Na documentação divulgada pela Parpública há ainda outra informação relevante, onde se relatam as alegações do Governo para justificar a necessidade de o Estado voltar a ter o domínio dos CTT.

No documento da UTAM pode ler-se que a “operação tem origem em iniciativa Governamental transmitida à Parpública” e que a mesma é justificada nos seguintes termos: “a intervenção do Estado através de uma participação no capital social da empresa configura, assim, um meio para influenciar o mais adequado cumprimento dos índices de qualidade exigidos para o serviço postal, designadamente ao nível de regularidade e de prazos de entrega, assegurando também que estes serviços se encontram acessíveis em todos os Concelhos do país (incluindo as Regiões Autónomas)”.

Ou seja, a acreditar nesta justificação, o Governo defende que a qualidade do serviço apenas será conseguida se o Estado tiver uma participação no capital da empresa. Mas foi uma vontade que terá esmorecido porque nada mais aconteceu.

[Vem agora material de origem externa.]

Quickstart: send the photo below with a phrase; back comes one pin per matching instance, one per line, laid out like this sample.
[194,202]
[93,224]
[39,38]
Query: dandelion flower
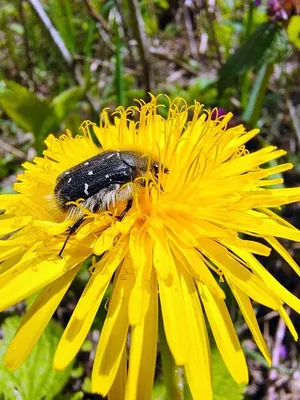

Atualmente a avaliação da qualidade do serviço é feita pelo regulador, a Autoridade Nacional de Comunicações (anacom) e há vários exemplos de que para o regulador a qualidade do serviço não é a melhor. E por ser essa avaliação, a Anacom tem aplicado coimas aos CTT. Mas também é a verdade que os CTT têm contestado estas avaliações e recorrido para tribunal. Por outro lado, até por via da intervenção do Governo, por exemplo com a política das cativações, não é certo que os reguladores tenham capacidade para cumprir na plenitude as suas funções, havendo estudos que mostram mesmo que estão muito limitados.

Como se assegura então que as empresas privadas com obrigações de serviço público cumprem os seus deveres? Essa era a discussão que deveríamos ter e uma campanha eleitoral o momento ideal para saber o que pensa partido sobre o assunto.

Dar mais condições aos reguladores é uma hipótese.

O Estado ter participações acionistas nestas empresas é outra hipótese que não deve ser diabolizada.

A título de exemplo, este artigo da Agência Reuters mostra-nos o que se passa em países como França, Alemanha, Espanha ou Itália. Em França, o Estado francês tem 28,6% da Air France-KLM, já a empresa de distribuição de energia foi nacionalizada em 2023. Na Alemanha, a empresa de telecomunicações, Deutsche Telekom, tem 30% do seu capital nas mãos do Estado. Em Espanha, o Governo prepara-se para comprar 10% da Telefónica. Em Itália, o Estado tem mais de 64% da empresa que presta o serviço postal.

O que pensam os dois maiores partidos portugueses sobre o assunto? Do PSD não se conhece opinião. Do PS pensávamos que sabíamos, mas hoje não se pode ter a certeza.